Sunday night’s NFL contest was billed (sorry Buffalo) as the biggest game of the weekend and one of, if not the, biggest games of the NFL season when the unbeaten San Francisco 49ers played the 3-1 Dallas Cowboys in a game many believed would be a preview of the National Football Conference championship game.
The NFL and NBC spared no expense and fielded their dream teams of camera people and announcers and filled television land with opinions on the game’s profound implications for the postseason. The teams also featured a couple of quarterbacks, Sam Darnold for San Francisco and Trey Lance for Dallas, who had been top-three draft picks out of college, a pair of blue chippers if ever there were some. But Sunday night both were watching their teams going up against each other. Watching being the operative word.

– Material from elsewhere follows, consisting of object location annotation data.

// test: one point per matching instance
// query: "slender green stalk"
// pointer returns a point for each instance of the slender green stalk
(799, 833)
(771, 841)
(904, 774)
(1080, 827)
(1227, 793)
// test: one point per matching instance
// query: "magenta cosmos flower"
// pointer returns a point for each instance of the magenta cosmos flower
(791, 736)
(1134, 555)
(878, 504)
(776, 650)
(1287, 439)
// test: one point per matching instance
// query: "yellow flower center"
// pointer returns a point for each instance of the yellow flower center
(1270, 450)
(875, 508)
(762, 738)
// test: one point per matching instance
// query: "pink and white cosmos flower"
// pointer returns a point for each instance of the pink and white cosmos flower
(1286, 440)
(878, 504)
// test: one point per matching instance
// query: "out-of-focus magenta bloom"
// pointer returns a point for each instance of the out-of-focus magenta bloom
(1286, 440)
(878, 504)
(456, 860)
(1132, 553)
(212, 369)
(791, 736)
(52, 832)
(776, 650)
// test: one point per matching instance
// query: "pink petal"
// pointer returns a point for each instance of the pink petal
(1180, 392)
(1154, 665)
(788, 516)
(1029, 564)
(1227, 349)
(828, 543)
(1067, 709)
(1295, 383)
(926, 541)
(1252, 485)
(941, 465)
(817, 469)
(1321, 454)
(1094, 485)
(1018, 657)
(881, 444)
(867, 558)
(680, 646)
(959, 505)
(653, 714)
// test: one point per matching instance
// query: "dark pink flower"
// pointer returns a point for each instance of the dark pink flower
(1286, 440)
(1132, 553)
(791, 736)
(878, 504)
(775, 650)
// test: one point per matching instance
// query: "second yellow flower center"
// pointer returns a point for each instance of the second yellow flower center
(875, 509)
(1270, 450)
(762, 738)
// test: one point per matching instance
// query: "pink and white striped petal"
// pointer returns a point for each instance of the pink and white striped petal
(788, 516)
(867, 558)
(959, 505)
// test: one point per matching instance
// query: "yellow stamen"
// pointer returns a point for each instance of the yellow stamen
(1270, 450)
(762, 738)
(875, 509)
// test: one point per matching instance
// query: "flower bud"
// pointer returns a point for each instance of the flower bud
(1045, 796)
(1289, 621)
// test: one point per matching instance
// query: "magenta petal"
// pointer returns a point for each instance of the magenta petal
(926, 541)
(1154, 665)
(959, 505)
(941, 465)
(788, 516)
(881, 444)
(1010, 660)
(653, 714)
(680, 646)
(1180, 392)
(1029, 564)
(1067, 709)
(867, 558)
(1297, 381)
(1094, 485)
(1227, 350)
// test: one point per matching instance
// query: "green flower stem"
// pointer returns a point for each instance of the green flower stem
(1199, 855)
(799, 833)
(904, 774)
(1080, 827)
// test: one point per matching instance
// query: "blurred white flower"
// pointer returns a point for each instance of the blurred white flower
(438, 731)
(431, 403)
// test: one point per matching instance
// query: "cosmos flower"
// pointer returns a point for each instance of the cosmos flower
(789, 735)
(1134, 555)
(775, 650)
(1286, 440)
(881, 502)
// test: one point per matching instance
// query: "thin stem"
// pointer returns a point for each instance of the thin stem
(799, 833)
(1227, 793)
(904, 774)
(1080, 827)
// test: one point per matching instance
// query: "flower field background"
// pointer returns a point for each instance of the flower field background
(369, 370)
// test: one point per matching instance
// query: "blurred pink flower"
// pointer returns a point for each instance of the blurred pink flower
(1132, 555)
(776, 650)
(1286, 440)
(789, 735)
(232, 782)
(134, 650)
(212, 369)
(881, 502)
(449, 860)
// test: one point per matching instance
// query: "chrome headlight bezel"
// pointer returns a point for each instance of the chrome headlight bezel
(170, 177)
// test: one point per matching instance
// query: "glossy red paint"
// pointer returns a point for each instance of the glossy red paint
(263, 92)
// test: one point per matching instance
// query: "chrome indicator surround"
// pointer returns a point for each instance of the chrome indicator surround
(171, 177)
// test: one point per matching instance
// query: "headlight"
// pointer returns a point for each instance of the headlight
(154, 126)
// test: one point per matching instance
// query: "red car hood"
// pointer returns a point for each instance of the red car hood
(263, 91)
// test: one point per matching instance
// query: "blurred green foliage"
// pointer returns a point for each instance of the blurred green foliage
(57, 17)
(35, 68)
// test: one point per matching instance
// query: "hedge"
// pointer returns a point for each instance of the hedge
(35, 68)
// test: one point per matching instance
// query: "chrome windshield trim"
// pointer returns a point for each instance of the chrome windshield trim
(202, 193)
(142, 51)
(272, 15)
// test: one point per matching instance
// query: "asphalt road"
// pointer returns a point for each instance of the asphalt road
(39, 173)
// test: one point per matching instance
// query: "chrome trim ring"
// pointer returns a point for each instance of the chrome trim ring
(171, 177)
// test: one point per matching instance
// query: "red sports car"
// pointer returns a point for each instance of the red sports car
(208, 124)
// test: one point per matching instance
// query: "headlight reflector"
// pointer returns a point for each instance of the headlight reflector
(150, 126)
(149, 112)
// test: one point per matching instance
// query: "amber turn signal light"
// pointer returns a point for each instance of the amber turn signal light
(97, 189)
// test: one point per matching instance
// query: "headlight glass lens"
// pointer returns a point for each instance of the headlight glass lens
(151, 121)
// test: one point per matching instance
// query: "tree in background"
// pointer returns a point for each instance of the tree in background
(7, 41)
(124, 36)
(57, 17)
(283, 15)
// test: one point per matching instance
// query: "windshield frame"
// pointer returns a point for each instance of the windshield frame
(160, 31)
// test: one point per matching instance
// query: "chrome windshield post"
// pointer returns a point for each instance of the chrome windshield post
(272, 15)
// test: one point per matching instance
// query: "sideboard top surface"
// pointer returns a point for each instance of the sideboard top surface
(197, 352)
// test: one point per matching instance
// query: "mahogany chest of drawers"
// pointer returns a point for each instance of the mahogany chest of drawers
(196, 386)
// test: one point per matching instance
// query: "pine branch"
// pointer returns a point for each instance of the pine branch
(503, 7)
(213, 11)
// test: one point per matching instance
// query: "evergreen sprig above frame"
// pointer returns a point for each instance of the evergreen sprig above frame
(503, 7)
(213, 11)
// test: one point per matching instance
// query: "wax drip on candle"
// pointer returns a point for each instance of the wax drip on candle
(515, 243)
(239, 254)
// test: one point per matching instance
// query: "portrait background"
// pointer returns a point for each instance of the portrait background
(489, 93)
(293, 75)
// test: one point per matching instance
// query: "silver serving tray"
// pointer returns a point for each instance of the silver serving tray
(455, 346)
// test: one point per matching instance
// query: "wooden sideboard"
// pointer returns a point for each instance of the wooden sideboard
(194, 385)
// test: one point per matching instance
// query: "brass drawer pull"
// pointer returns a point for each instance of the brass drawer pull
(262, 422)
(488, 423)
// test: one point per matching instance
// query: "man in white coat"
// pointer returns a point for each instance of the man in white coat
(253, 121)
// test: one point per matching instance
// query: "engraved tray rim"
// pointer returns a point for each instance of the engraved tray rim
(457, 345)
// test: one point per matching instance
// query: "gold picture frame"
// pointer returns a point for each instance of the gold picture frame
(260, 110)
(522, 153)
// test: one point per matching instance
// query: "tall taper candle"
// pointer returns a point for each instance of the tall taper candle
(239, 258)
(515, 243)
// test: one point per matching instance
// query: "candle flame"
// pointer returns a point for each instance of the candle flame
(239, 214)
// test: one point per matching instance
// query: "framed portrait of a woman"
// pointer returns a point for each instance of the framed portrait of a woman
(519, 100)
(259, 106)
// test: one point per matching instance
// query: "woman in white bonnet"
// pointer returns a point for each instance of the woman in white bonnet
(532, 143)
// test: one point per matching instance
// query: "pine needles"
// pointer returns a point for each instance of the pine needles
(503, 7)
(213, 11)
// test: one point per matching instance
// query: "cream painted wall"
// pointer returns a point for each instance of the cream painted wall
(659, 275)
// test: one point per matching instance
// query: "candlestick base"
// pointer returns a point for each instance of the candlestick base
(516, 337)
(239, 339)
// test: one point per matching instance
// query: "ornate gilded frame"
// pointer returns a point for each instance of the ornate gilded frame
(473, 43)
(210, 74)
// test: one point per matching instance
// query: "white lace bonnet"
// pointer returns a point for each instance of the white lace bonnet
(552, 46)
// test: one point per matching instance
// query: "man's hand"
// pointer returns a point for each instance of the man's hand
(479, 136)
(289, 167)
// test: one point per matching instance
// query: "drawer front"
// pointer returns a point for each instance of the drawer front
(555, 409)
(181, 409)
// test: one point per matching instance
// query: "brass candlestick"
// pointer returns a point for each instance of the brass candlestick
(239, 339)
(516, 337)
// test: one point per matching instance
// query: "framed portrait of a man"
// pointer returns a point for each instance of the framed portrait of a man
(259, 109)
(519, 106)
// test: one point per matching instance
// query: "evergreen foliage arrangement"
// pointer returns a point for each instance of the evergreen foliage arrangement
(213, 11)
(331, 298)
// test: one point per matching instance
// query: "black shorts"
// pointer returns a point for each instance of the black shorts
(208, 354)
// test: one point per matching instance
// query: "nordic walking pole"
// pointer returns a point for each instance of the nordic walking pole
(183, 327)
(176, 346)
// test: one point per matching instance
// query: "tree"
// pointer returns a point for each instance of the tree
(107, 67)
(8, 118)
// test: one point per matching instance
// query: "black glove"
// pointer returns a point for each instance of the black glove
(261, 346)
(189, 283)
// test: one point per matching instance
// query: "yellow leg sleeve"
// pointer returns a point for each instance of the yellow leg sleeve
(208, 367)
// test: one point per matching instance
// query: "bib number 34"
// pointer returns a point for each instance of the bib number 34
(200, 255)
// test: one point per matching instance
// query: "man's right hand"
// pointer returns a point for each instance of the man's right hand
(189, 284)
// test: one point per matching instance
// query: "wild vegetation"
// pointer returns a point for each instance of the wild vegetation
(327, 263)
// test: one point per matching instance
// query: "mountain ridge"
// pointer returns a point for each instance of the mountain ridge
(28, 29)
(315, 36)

And that was the irony of the game and the basis of this week’s lesson: both Darnold and Lance were sitting on the bench as backups. The starters in this pivotal contest were Brock Purdy for the 49ers, a player who was drafted dead last in his draft year and thus earned the designation of “Mr. Irrelevant,” a perverse “honor” that goes to each year’s last draft pick. We wrote a while back on Purdy’s honorary award here.
Lining up under the Cowboy’s center was fourth-round pick Dak Prescott who has endured an up and down year thus far but has his coach’s and, more important, Cowboy’s legendary owner Jerry Jones’ support.